Carlos thought moving the family to the farm was a great idea because then it would be easy to have the older kids help him work the farm on the weekends and school breaks, not just the summers. This meant the children would be working more, would be isolated, and they would have to ride the school bus from Tres Pinos to Hollister when school resumed in the fall.
It was August, which was an especially hot part of the summer. Eva had just turned sixteen. She and some of the older brothers had worked hard all week in the fields. Carlos told them he would take them to the movie theater in Hollister on Saturday because they had worked so hard and brought a good week’s pay into the house.
“Really? Are you really going to take them to the movies, Carlos?” Mama asked.
Mama was surprised by the offer, but she was glad to see her older children would have a break from the work for awhile. She wanted them to simply be happy kids, if only for a few hours.

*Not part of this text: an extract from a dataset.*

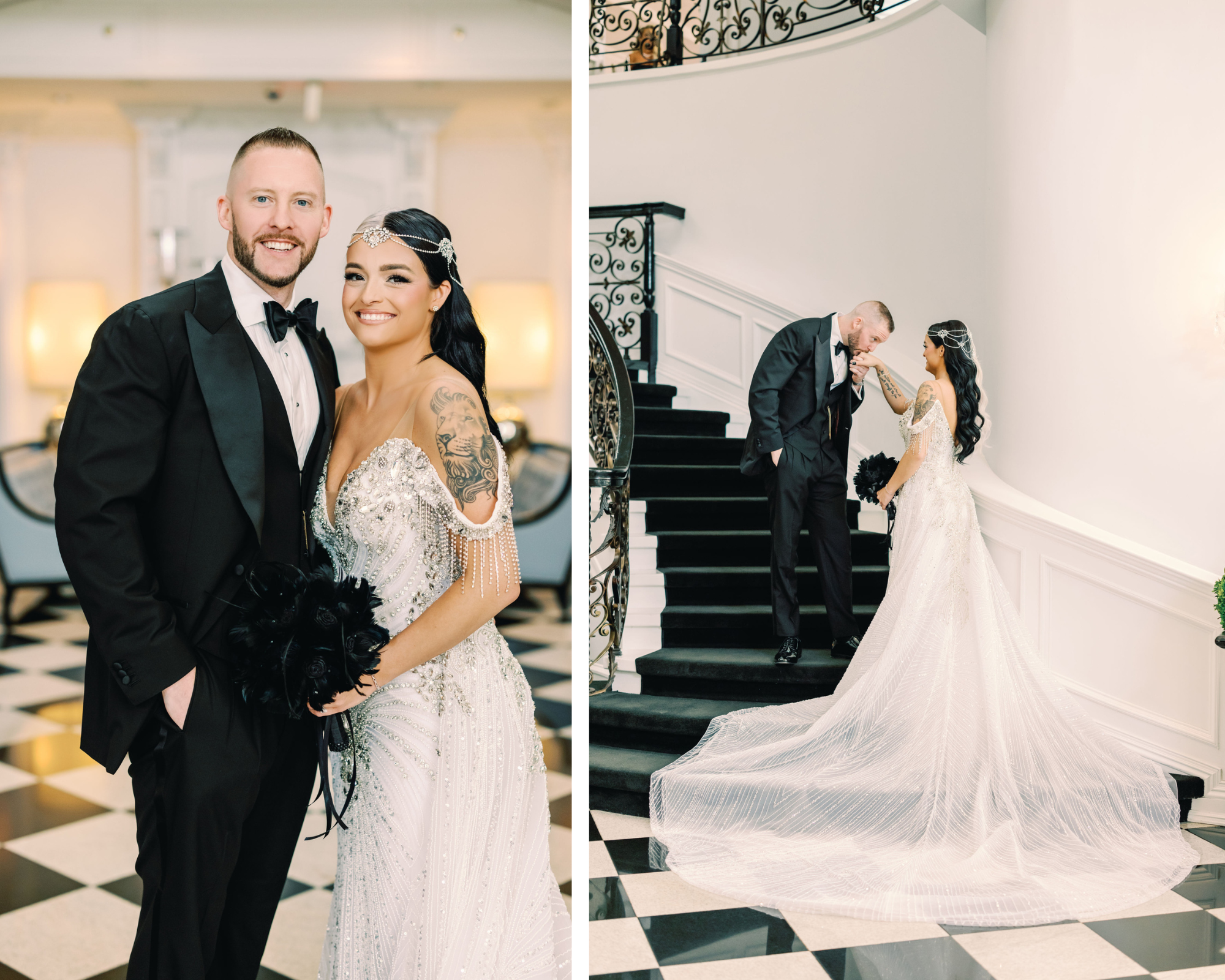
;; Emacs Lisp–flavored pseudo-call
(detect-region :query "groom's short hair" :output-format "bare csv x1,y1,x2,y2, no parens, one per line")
230,126,323,170
865,299,893,333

“I said I was, didn’t I?” Carlos replied, acting irritated that she questioned him.
Eva and her brothers spent the morning getting ready and looking forward to going to town for some fun. It wasn’t often they were allowed to spend the family’s hard-earned money on such “foolishness”, as Carlos would say. Of course, he never described his drinking as “foolishness”, but he thought there was no need for the kids to spend money on anything fun. However, for some unknown reason, he offered to reward them for their hard work.
The movies started at noon on Saturday, and they would be showing some news reels and cartoons before the double feature. Eva and the boys excitedly looked forward to this day off.
About eleven o’clock on Saturday morning, they piled into Carlos’s pickup truck, with Eva and Carlos in the cab and the five brothers in the back. Mama stayed home to watch the younger children. It was about half an hour’s ride to Hollister from Tres Pinos.